After producing an outstanding display over 120 minutes, Hazard stepped up to take Chelsea fifth penalty knowing a miss would hand City the victory.
Not only that, Ederson had a few choice words to try an put the Belgian off, only for the sweet prince to respond by doing this…
This came in a World Cup quarter-final. After Luis Suarez had handballed on the line to prevent a Ghana winner in the last minute of extra-time and Asamoah Gyan then missed the subsequent penalty, it’s fair to say the Africans would have been feeling a bit hard done by.
Abreu certainly wasn’t in the mood to show mercy, though, the man they call El Loco ending Ghana’s hopes in the coolest way possible.
“What adjective did you use to describe Zidane’s penalty?” he asked afterwards. “Crazy? No, magic. So why not Abreu?”
Joe Hart, with the preening arrogance of the biggest kid in the playground, tried his best to put off Pirlo when England’s quarter-final with Italy at Euro 2012 went all the way to penalties.
Pirlo, with his typical grace and a hint of a smirk, left the goalkeeper sprawled on the floor, twisting like a distressed seal.
But the midfielder has remained understated about his moment of class, writing in his autobiography: “I made my decision right at the last second, when I saw Joe Hart, the England goalie, doing all sorts on his line.
“As I began my run up, I still hadn’t decided what I was going to do. And then he moved and my mind was made up. It was all impromptu, not premeditated. The only way I could see pushing my chances of scoring close to 100%.
“There was absolutely no showboating about it – that’s not my style.”
Ramos has established himself as the Panenka king, and it all started with this one in a Euro 2012 semi-final against Portugal.
Speaking in November 2018 after Ramos had scored yet another chipped penalty, Panenka said: “I do think that he can be my best ‘impersonator’, the one who takes the best Panenka penalties out there.
“The most impressive part is that he has already done it several times and the people know he can do it again, and yet he still manages to pull it off. It’s a work of genius.”
Messi has also done this on more than one occasion. Obviously.
This was a long way from being the perfect Panenka penalty, but it went in won Chile the Copa America so Sanchez probably wasn’t too bothered.
This one from Ramsey, in Wales’ 1-1 draw with Serbia in June 2017, was notable because it was scored at the Rajko Mitic Stadium, the ground where Panenka had made the technique so famous in the first place.
Not even Pirlo gets it right every time.
At least he saved his bloopers for when it didn’t really matter, having his bluff called by Jose Pinto in a friendly against Barcelona in 2010.
Like Pirlo, it really hurts us to admit that Totti did not always get things right. Similarly, like Pirlo, he at least got it right when it mattered, with his Panenka against Edwin Van Der Sar helping Italy beat the Netherlands at Euro 2000.

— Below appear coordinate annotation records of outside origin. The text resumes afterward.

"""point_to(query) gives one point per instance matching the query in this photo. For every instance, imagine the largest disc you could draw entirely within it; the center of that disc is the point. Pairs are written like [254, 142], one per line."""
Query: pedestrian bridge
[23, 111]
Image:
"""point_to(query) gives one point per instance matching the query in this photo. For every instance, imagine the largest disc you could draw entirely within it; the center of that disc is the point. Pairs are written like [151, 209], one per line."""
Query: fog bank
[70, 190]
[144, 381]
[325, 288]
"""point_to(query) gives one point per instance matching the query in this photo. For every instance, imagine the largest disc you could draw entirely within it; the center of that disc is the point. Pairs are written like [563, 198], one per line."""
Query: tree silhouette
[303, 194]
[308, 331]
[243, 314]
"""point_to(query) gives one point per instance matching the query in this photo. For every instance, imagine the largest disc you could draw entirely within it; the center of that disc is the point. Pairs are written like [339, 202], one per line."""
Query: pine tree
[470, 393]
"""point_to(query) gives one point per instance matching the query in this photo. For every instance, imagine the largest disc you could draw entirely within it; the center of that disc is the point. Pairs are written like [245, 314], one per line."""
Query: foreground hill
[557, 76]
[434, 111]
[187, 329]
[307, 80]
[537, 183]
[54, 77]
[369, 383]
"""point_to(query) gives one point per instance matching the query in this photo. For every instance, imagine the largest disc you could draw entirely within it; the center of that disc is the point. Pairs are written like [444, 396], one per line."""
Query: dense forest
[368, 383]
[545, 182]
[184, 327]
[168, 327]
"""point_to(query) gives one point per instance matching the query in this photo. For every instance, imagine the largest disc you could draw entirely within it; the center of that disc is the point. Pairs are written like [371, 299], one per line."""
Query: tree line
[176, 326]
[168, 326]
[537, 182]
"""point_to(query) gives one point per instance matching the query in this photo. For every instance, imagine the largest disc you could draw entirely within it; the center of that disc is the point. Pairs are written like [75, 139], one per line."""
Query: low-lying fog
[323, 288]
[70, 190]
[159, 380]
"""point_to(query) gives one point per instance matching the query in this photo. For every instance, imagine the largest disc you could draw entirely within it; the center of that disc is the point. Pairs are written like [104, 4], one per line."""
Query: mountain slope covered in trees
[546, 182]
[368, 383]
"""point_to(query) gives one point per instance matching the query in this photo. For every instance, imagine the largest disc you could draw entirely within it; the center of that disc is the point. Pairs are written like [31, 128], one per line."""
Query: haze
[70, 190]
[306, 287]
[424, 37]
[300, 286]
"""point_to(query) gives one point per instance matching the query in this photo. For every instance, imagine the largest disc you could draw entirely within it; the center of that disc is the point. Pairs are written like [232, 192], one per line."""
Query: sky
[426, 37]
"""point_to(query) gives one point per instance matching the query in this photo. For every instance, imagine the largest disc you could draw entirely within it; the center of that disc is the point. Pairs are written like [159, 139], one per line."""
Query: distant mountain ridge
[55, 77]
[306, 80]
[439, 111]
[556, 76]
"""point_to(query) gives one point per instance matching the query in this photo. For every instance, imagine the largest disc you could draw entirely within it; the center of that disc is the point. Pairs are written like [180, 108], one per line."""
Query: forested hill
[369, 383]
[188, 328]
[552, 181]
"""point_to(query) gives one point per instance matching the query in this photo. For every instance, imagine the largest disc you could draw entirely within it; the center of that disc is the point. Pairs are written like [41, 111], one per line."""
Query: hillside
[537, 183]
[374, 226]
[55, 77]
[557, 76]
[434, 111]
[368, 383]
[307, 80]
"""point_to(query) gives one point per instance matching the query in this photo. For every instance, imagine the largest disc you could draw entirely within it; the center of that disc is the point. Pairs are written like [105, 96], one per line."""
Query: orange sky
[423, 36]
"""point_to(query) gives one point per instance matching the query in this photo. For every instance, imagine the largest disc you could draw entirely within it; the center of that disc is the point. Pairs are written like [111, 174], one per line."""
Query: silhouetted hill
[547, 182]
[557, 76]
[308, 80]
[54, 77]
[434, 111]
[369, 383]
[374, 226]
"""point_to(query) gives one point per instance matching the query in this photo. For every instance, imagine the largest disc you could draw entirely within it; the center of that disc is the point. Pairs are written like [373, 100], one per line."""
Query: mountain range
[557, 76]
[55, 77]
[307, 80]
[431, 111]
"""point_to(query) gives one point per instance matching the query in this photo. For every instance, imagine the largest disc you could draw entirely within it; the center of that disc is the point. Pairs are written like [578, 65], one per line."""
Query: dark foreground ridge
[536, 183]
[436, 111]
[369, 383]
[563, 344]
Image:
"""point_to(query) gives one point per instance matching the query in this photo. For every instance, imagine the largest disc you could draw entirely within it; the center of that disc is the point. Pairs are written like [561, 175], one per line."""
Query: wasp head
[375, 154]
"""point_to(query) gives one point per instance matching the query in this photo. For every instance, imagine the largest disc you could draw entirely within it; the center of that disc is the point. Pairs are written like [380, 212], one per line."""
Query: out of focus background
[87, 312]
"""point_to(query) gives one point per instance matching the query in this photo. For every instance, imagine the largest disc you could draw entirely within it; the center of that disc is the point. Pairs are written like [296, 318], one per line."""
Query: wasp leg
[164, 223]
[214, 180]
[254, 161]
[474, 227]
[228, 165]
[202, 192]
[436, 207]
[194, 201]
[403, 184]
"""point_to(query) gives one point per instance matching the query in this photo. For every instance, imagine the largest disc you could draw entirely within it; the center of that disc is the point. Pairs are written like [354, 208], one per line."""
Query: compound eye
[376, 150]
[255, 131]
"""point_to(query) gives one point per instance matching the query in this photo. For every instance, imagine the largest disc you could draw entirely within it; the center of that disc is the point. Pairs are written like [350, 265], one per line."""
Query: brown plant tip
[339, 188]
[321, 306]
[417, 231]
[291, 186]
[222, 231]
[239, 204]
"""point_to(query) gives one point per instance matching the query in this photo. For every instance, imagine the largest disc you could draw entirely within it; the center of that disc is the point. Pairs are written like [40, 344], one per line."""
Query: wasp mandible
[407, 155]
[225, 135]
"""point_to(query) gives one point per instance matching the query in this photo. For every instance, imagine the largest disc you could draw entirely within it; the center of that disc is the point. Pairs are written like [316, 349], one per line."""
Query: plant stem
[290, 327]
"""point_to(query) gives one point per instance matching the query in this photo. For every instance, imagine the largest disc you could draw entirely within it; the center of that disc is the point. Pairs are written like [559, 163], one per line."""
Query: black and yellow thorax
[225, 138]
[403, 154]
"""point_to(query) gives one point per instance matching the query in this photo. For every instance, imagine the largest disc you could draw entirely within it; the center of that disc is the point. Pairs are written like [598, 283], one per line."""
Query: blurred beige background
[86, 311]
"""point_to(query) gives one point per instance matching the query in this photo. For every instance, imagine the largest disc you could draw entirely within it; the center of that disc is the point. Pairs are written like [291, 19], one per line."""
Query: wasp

Bu this effort against Lecce was a stinker. And Totti’s face says it all.
Oh, Crouchy. This was Crouchy at the height of his robot-dancing fame, Crouchy at his ‘but look at his England record’ best, Crouchy at his ‘well maybe we don’t need Wayne Rooney or Michael Owen’ level of heroism.
Then it was a reminder that England will always be doomed when it comes to penalties. He still scored a hat-trick though, and we still absolutely love him.
Trailing Sir Bobby Charlton’s England goalscoring record by one, Lineker was presented with the perfect opportunity to become his country’s joint-top goalscorer when the Three Lions were awarded a penalty against Brazil in 1992.
But in his final appearance at Wembley, Lineker completely fluffed the chance. Speaking afterwards, he said: “I saw the goalkeeper commit himself early and tried to lift the ball over him…but I scuffed up some grass as I shot and couldn’t get any height.”
Graham Taylor was much less apologetic, commenting: “You could argue that we played Brazil with 10 men.” Ouch.
Mitrovic had already scored once for Serbia when he was handed a great chance to add another. It did not go well.
“I have no idea why I’ve done that,” he said afterwards. “I was watching (Memphis) Depay (score a Panenka) yesterday and decided at the last moment. I am stupid!”